Of course, the deputies' tarnished reputation has little to do with the media and everything to do with their own corruption, the repressive laws they have passed and, perhaps above all, the widespread vote-rigging in the December 2011 elections that got them into the Duma in the first place. It is no surprise that in a March 28 Levada poll, only 8 percent of Russians said they were satisfied with the deputies' work.
The problem with legislation trying to govern ?offensive speech always centers on who will decide what is "offensive," an inherently subjective, arbitrary concept.

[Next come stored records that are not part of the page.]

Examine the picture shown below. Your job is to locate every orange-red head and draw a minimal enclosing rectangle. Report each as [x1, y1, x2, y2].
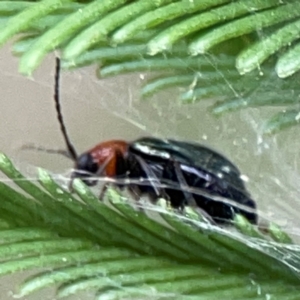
[73, 140, 128, 185]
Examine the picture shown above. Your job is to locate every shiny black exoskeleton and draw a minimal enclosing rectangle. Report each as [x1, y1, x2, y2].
[111, 137, 257, 223]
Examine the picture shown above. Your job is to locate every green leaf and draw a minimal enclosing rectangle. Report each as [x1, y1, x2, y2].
[0, 154, 300, 300]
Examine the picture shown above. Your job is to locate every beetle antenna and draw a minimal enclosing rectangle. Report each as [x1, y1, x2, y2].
[54, 57, 77, 161]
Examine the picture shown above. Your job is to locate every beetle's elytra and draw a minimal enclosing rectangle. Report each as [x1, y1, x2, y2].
[54, 59, 257, 223]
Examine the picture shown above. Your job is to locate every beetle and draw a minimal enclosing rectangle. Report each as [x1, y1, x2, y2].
[54, 59, 257, 224]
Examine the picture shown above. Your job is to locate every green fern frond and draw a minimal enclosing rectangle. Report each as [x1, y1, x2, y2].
[0, 0, 300, 133]
[0, 154, 300, 300]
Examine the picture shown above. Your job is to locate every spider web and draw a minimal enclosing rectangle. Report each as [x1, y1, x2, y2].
[2, 36, 300, 282]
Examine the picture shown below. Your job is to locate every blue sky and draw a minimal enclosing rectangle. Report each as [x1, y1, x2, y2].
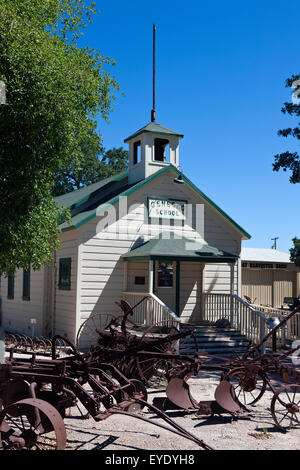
[78, 0, 300, 251]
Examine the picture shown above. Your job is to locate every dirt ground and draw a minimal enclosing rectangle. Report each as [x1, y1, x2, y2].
[3, 356, 300, 455]
[65, 373, 300, 451]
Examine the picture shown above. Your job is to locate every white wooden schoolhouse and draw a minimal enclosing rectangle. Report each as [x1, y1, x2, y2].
[1, 121, 262, 350]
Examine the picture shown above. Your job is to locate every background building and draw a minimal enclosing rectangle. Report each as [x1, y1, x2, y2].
[241, 248, 300, 307]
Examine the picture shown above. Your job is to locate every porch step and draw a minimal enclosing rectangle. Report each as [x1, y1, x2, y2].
[179, 325, 249, 356]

If Mitrofanov is successful in establishing a state "media regulator," it is clear that harsh criticism against Putin and Kremlin-friendly politicians would be considered offensive, while similarly harsh criticism against opposition leaders Alexei Navalny, Nemtsov or Ryzhkov would not.
This is how freedom of speech is suppressed in most autocracies. Take, for example, the recent criminal case that the Egyptian government brought against a popular satirist for "insulting" the country's president. But Mitrofanov is trying to go even further, extending insulting speech protection to deputies as well. Outdoing Egypt's Muslim Brotherhood or Iranian ayatollahs in terms of anti-democratic legislation is a dubious accomplishment.
If Mitrofanov's bill ever becomes law, it will clearly lead to self-censorship. Faced with fines of $1.4 million for offending Kremlin-friendly politicians and top officials, what Russian-based media outlet could possibly afford to exercise their rights under Article 29 of the Constitution, which guarantees freedom of speech and specifically forbids censorship?
Mitrofanov's initiative is only the latest attack on the media. According to Pavel Gusev, editor-in-chief of Moskovsky Komsomolets, there have been 150 attempts in the Duma to crack down the media in the past 18 months alone, helping make Russia No. 148? out of 179 on the Reporters Without Borders' 2013 Press Freedom Index.
As U.S. Supreme Court Justice Louis Brandeis said more than 100 years ago, "Sunlight is the best disinfectant." Considering Mitrofanov's record on free-speech rights, it is clear he and his supporters are living in a legal cave and haven't seen the sunlight for decades.
Michael Bohm is opinion page editor of The Moscow Times.